Here, we need not worry about exact distinctions among similes, metaphors, and analogies, other than a reminder that when we use them we often rely on phrasings such as “like” or “as,” and that when we make a fairly loose comparison we might use quotation marks around the words whose meaning we’re “stretching” (as I just did). Here are just a few commonly used similes, metaphors, and analogies from various disciplines:

In discussions of grammar, we might refer to a colon as acting like a flare in the road—a symbolic promise that something important is coming. A semicolon in a sentence’s middle acts like a caesura does in music or verse—as a timely pause linking two related parts.

In biology, mitochondria are often referred to metaphorically as the powerhouse of the cell, while the liver is loosely referred to as the body’s “garbage can.”
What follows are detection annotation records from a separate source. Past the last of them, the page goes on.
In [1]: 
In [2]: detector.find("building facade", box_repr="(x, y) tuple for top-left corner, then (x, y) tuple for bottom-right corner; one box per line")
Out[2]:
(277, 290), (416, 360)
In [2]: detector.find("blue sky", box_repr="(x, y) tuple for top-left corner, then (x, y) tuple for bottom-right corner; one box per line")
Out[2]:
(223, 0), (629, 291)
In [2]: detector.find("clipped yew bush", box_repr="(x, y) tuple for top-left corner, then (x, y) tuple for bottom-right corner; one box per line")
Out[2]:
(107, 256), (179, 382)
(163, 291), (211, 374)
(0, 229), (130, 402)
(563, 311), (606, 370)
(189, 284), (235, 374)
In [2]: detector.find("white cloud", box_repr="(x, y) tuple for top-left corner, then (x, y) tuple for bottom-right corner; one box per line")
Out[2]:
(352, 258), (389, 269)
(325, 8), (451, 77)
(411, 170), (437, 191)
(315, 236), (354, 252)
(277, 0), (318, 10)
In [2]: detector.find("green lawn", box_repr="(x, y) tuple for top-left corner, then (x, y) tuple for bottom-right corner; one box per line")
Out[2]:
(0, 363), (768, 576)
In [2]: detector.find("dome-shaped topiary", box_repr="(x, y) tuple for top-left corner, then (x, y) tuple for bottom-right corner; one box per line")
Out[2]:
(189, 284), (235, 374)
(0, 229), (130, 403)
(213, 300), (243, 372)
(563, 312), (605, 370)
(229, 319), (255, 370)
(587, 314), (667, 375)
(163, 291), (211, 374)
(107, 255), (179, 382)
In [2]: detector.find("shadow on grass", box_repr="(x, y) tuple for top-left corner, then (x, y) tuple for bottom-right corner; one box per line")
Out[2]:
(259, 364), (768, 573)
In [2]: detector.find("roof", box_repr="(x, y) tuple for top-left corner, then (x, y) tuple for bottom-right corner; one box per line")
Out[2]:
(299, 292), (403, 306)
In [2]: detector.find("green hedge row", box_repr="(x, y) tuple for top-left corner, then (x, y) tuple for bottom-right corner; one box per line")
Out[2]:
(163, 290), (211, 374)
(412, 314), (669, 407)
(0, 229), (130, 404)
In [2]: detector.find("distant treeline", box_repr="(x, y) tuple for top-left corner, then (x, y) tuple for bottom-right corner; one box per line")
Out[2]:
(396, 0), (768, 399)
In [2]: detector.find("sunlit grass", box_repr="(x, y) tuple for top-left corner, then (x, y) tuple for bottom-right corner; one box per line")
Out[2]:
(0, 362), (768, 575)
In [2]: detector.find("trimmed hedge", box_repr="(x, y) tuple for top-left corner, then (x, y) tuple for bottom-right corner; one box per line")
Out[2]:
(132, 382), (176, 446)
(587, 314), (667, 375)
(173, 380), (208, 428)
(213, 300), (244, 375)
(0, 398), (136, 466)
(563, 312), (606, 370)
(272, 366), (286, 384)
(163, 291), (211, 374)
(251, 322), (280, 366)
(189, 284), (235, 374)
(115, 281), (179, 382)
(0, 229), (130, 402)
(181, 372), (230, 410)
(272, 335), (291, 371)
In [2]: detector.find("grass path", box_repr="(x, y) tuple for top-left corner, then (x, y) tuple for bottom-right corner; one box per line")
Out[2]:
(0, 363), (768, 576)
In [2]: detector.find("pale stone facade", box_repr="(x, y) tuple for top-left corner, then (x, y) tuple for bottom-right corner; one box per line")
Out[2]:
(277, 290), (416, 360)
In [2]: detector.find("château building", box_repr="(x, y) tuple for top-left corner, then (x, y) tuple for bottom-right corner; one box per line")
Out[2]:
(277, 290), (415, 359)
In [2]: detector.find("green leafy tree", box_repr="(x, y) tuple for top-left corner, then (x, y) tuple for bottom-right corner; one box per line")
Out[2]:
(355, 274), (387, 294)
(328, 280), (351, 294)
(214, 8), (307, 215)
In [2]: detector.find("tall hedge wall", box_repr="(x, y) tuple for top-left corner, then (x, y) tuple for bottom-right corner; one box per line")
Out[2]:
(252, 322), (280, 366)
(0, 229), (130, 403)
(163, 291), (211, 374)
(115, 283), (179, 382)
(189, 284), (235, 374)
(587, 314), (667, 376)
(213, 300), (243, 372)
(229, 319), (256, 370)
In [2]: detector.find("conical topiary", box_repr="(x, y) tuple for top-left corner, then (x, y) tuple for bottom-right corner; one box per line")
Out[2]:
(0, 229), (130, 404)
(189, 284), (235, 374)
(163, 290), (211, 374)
In discussing fungi, there’s a bright yellow fungus that grows on wet logs in the northwestern US, and it can be compared visually to a pat of melting butter. Underground, the roots of some mushrooms resemble the legs of a toe-standing ballet dancer.

In information technology discussions, we often speak of cyberspace as a metaphorically parallel world, with clipboards for saving information, surfing as virtual travel, and gophers allowing us to tunnel through to some desired goal.

As examples from personal essays written by students, what follows are a few fundamental comparisons that writers made through analogy, simile, and metaphor, with their surrounding material further explaining the comparisons. Notice how none of the comparisons are difficult to grasp, but all are illuminating.

These ripples of space-time curvature, called gravity waves, are radiated outward much like ripples in a pond.

The model uses the compartmentalized cascade to treat the intrinsic pathway as a “black box” leading to the output of thrombin in the common pathway.

I established a home for myself in a metaphysical and emotional space: the space where my family, passions, and goals all intersect.

As these writers did, when composing personal essays you should consider the similes, metaphors, and analogies available—even if they are commonly used—as efficient ways to demonstrate stylistic creativity, represent your understanding of a topic, describe related phenomena, and discuss fundamental concepts important to your field.